Il rock, nella sua lunga storia, ha dovuto fare i conti con numerosi ostacoli, la stessa sorte, decenni prima, è toccata al jazz: la censura del ventennio fascista.
La storia del rock è costellata da incredibili successi, l’esplosione di Elvis, che ha portato la musica nera ai bianchi, l’ascesa dei Beatles e dei Rolling Stones, le parole di Bob Dylan e Creedence durante la guerra del Vietnam. Ma il rock è stato protagonista anche di storiche rivoluzioni, come i leggendari concerti di Woodstock e il Live Aid, le vendite milionarie, la fusione del rock ’n’ roll con il blues.
Eppure, il rock è stato sempre ostacolato, e ha dovuto affrontare numerosi ostacoli, sin dalla sua genesi. Se negli anni ’50 era visto come un genere troppo sregolato, selvaggio, istintivo, e veniva inteso come una minaccia per la comunità, negli anni ’70 era associato all’abuso di alcool e droghe, per poi essere tacciato di satanismo negli anni ’80, con l’ascesa dell’heavy metal (così come lo era il blues, la musica del diavolo).

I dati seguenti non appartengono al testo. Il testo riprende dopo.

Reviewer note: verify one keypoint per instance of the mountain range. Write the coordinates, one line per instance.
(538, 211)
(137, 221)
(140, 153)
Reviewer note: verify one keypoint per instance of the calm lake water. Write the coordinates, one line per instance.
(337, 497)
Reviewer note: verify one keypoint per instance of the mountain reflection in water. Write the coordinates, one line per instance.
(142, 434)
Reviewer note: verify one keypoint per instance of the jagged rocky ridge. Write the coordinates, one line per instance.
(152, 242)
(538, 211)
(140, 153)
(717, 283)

La censura del jazz all’epoca del regime fascista
Una storia che fa riflettere, che ha dato vita a numerose leggende e a numerosi stereotipi. La società, specie quella bigotta americana di una volta, ha sempre visto il rock come pericoloso. Ma perché era pericoloso? Perché aveva un potere rivoluzionario incredibilmente audace, capace di risvegliare le coscienze dei ragazzi.
Ciò ha sempre sottolineato l’immane potere dell’arte, in questo caso della musica, un potere che oggi è stato distrutto dall’avvento dello streaming, della musica liquida, inconsistente, innocua (se non vendi copie fisiche, quelle vere, non hai potere comunicativo, visto che visualizzazioni e like non contano assolutamente nulla), e dai talent show, che umiliano l’arte, rendendola un fenomeno da baraccone destinato a bambini di 12 anni.

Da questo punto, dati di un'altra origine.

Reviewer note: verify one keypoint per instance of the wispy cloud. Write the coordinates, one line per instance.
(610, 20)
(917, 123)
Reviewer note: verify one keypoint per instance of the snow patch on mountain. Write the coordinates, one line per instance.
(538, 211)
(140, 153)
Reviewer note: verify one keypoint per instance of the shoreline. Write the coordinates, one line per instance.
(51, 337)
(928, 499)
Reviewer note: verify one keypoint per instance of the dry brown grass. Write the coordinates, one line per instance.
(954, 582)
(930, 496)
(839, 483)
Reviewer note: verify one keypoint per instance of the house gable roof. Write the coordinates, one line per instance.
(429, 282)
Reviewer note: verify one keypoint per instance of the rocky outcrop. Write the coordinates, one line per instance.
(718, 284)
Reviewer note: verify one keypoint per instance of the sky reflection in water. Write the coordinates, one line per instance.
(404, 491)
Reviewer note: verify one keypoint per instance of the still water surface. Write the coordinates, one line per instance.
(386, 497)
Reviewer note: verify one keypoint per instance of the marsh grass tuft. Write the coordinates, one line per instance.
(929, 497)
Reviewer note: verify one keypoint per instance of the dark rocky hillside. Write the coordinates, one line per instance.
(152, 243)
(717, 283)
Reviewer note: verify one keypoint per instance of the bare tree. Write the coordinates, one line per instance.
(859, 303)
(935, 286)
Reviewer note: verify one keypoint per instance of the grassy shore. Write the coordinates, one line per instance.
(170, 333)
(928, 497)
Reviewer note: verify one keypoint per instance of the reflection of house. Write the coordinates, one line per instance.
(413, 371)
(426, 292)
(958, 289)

Il messaggio veicolato dal rock, così come quello del punk o dell’hip hop, ha sempre spaventato. Stessa sorte è toccata al blues, e prima ancora al jazz. Quest’ultimo, ad esempio, all’epoca del ventennio fascista era censurato, perché veniva visto come espressione di libertà e di rivolta. L’Italia di Mussolini aveva paura del dilagare della musica straniera, troppo moderna.
La paura delle mode straniere: il jazz era il nemico
I fascisti avevano preso di mira il jazz per due motivi, il primo perché era musica troppo libera, che induceva al ballo e comportava una certa foga, il secondo motivo era legato all’origine della jazz, insieme al blues, e cioè era musica nera, e non andava bene per un popolo bianco. Eppure, il jazz si era fatto largo grazie al film americani degli anni ’10 e ’20, che presentavano colonne sono ragtime.
Negli anni ’10, numerosi musicisti italiani avevano iniziato a suonare jazz con le proprie orchestre, ma tutto ciò era in contrasto con la mentalità fascista. Il regime, a un certo punto, aveva iniziato a proporre addirittura una versione italiana di jazz, chiamata “gez”. Nel 1938 si era giunti al culmine dell’intolleranza.
Con l’emanazione delle leggi razziali, nel 1938, i fascisti aveva fatto chiudere numerosi locali dove la gente andava a ballare e a distrarsi. Il jazz era diventato il nemico da combattere, la musica americana era vista come un pericolo per tutti i cittadini, e per ovviare il problema i musicisti traducevano titoli e testi (quando presenti) dei brani americani, e li eseguivano in italiano, facendola franca in questo modo così semplice.
Il fascismo ha provato a ostacolare ogni forma d’arte di origine straniera, fallendo, poiché l’arte, ossia espressione umana, non si può reprime, non si può domare e ingabbiare. Il jazz, alla fine, ha trionfato, e così, decenni più tardi faranno il blues, il rock, e tutti questi generi inizialmente considerati scomodi.